Our Opinion: The right mix for Great Barrington
A catastrophic kitchen fire last summer brought a sudden end to Martin's Restaurant — a favorite of townies, second-homers and visitors — at the top of Railroad Street. The owners couldn't recover from the losses, but the new owners, Ian Rasch and Sam Nickerson of Framework Properties, are realizing a vision that should boost an already strong downtown (Eagle, March 20).
The building, which Framework is renovating in keeping with the look and history of the neighborhood, will offer 13 high-end apartments on the top floors with retail stores and eating establishments below. Communities, including Pittsfield (where it is "upstreet," not downtown) are seeking to revitalize their downtowns with mixed-use components, among them business, housing, retail, and restaurants/entertainment. Great Barrington has all four and the Framework proposal directly addresses three of the components.
Great Barrington's downtown is compact and walkable, and the latter couldn't be said before the (at times controversial) downtown renovation was completed. The work was traumatizing to the community, as was the loss of downtown trees, but sidewalks — cracked and made treacherous by roots and old age — weren't pedestrian-friendly. The footing is now better, as is the lighting, and it is easier to access and appreciate everything downtown has to offer, from a variety of restaurants, to retail establishments, to entertainment venues like the Triplex and Mahaiwe. Apartments provide downtown with a base of permanent residents.

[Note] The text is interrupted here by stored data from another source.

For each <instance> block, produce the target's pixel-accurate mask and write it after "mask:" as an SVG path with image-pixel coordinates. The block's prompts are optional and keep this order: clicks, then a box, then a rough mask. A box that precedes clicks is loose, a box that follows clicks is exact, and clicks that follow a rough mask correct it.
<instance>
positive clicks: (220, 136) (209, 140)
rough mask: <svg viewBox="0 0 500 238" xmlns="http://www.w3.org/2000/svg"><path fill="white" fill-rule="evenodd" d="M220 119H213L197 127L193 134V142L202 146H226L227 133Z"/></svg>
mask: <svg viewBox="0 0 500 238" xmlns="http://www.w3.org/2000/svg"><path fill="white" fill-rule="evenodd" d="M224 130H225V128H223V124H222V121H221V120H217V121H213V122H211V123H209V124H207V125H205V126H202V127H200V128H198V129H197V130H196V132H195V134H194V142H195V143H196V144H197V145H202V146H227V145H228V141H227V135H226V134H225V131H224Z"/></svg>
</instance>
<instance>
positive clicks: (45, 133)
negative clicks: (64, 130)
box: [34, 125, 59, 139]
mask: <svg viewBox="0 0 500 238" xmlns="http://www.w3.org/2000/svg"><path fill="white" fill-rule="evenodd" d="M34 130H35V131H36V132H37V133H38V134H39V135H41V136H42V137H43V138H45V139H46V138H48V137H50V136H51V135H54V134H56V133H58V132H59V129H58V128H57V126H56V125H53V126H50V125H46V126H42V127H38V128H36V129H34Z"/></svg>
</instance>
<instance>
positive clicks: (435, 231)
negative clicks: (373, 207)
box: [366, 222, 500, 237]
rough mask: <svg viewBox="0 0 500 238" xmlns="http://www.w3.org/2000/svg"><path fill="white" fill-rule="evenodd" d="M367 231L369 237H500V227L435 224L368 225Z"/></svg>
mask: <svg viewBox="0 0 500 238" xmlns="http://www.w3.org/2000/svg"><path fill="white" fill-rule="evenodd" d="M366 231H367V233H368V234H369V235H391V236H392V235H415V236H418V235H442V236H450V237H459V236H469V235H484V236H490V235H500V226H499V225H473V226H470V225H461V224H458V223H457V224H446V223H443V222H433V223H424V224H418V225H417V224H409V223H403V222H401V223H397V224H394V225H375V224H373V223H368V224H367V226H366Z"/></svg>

It can sometimes be difficult to find a parking place, but that is a "problem" common to communities with thriving downtowns. With spring having made a welcome arrival, walking from a side street parking spot to downtown won't be a chore, especially now that tripping is much less of a possibility.
Mr. Rasch and Mr. Nickerson told The Eagle that their goal in renovating the Railroad Street building is to cater to the lifestyle of millennials in town. Great Barrington has long offered a mix of young people and the Berkshires in general would benefit from keeping millennials at home and bring more into town. One way to do this is to offer more late night dining and entertainment establishments, which are particularly scarce in much of central and Berkshire County.
Mixed-use efforts are popping up around town, including an ambitious expansion of the Berkshire Co-op Market on Bridge Street. Downtowns everywhere face obstacles to their revival or continued success, but variety is the spice of a successful life for community cores.